What Data Integrity Meaning, Applications & Example
Ensuring the accuracy, completeness, and consistency of data used to train and deploy AI systems.
What is Data Integrity?
Data Integrity refers to the accuracy, consistency, and reliability of data throughout its lifecycle. It ensures that data remains unaltered, complete, and accurate, whether it’s being stored, processed, or transmitted. High data integrity is crucial for making informed decisions, maintaining trust in data-driven systems, and ensuring regulatory compliance.
Types of Data Integrity
- Physical Integrity: Protects data from physical damage, corruption, or loss due to hardware failure or environmental factors.

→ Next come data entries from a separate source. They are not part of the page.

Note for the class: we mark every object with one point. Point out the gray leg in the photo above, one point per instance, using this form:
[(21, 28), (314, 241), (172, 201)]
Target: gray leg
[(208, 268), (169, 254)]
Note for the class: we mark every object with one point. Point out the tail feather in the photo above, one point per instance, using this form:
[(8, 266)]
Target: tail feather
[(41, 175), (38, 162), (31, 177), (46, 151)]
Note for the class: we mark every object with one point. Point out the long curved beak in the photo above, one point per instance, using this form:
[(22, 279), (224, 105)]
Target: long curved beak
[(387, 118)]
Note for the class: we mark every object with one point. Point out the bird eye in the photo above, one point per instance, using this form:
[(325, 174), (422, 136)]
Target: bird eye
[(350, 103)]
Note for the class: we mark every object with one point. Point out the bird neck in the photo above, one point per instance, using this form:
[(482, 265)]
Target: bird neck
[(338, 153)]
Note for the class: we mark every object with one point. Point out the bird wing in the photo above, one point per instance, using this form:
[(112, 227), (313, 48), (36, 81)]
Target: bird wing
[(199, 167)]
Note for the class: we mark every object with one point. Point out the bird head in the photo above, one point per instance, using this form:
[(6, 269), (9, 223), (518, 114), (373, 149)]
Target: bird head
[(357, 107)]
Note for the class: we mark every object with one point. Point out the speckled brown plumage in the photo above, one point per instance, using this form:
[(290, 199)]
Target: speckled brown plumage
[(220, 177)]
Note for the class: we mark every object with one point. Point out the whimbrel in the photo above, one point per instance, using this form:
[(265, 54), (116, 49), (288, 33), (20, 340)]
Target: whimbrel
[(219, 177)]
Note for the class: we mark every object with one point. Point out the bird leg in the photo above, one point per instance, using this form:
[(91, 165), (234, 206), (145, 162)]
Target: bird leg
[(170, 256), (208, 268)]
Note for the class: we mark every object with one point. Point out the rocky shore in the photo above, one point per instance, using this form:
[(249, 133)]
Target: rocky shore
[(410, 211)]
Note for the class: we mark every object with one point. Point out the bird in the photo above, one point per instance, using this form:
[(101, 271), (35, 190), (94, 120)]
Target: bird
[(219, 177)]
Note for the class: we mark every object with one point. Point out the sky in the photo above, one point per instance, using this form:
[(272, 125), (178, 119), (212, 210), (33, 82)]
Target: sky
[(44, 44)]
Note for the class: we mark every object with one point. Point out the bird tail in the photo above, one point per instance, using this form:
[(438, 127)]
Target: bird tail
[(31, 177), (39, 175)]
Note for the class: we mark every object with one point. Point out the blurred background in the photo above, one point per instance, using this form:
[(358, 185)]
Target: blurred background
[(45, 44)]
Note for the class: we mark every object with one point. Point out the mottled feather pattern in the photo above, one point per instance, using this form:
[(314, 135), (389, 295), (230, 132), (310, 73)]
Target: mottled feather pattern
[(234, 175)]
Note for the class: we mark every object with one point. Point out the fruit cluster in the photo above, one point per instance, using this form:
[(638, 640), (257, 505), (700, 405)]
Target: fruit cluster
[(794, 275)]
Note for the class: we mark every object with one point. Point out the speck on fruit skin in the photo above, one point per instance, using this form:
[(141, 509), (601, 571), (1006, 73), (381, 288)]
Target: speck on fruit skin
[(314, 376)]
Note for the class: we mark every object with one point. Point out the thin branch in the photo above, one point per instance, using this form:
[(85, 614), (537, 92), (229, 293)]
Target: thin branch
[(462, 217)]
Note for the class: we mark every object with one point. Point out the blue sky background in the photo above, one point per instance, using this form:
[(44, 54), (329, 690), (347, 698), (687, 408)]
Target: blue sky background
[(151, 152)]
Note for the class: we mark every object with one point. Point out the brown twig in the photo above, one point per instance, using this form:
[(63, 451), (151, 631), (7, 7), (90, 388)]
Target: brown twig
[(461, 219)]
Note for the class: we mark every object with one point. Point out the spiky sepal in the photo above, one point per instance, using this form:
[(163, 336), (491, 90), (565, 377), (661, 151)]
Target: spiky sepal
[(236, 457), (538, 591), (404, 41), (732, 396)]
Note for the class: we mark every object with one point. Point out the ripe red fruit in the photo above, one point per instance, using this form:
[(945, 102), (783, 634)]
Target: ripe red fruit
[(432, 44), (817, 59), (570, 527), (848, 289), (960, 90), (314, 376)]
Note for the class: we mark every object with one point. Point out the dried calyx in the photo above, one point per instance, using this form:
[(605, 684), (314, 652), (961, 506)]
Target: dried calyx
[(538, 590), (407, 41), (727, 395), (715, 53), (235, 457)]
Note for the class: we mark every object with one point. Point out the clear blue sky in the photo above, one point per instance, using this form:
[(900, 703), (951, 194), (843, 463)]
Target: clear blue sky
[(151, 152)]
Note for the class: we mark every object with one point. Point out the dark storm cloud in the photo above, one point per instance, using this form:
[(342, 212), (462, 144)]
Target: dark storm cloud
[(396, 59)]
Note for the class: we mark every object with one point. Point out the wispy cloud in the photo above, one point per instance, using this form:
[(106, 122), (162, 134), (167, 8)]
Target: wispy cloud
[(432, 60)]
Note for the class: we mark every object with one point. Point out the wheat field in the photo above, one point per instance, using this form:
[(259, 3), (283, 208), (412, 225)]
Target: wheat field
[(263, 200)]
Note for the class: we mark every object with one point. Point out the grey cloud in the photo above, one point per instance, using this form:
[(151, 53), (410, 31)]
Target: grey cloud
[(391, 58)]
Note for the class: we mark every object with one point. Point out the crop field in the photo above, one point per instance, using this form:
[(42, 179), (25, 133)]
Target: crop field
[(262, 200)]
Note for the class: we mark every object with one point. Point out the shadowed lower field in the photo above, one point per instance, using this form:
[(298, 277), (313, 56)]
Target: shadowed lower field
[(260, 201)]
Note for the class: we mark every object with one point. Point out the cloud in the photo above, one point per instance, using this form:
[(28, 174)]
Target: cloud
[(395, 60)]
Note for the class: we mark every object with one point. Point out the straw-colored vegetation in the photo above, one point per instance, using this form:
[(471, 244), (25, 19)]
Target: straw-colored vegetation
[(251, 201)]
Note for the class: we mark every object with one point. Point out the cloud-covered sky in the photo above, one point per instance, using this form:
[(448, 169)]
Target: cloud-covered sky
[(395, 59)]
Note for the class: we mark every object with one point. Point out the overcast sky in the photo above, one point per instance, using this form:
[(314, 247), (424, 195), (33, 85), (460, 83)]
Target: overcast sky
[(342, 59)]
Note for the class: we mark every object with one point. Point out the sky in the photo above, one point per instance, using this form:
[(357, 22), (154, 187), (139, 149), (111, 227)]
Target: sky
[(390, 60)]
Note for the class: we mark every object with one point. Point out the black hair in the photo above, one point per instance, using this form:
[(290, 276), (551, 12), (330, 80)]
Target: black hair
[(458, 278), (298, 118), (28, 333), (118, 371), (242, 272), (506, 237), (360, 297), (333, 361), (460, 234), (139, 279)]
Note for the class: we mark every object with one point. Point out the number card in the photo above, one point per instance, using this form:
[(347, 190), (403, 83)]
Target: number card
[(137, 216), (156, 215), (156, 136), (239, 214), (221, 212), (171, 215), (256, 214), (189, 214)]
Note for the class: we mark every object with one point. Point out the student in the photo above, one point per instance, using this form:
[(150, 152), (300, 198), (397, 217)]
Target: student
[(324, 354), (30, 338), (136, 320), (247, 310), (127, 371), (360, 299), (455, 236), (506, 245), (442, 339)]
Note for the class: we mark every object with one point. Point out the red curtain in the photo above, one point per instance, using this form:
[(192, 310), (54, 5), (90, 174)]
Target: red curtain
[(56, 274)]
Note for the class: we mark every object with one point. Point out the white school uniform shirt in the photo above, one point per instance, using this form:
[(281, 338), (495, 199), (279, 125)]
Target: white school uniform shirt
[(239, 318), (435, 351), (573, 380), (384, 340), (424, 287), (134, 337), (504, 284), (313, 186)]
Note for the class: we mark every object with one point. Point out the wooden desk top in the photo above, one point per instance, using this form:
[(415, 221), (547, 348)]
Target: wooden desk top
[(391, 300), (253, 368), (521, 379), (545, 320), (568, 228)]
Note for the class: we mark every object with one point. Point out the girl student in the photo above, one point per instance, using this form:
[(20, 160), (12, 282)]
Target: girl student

- Logical Integrity: Ensures data is accurate, consistent, and follows predefined formats, constraints, and rules.
- Referential Integrity: Maintains consistency across related datasets by ensuring foreign key relationships remain intact.
- Domain Integrity: Guarantees that data values fall within defined ranges or sets of permissible values.
Applications of Data Integrity
- Financial Systems: Ensures accuracy and consistency of transaction data for audits, reporting, and compliance .
- Healthcare: Maintains the reliability of patient records, ensuring the data used in medical decisions is accurate and up-to-date.
- E-commerce: Protects customer information and transaction records from corruption or manipulation.
Example of Data Integrity
A banking system that checks for duplicate or erroneous entries when processing customer transactions ensures that the financial data remains consistent and accurate, preventing errors like overcharging or incorrect account balances.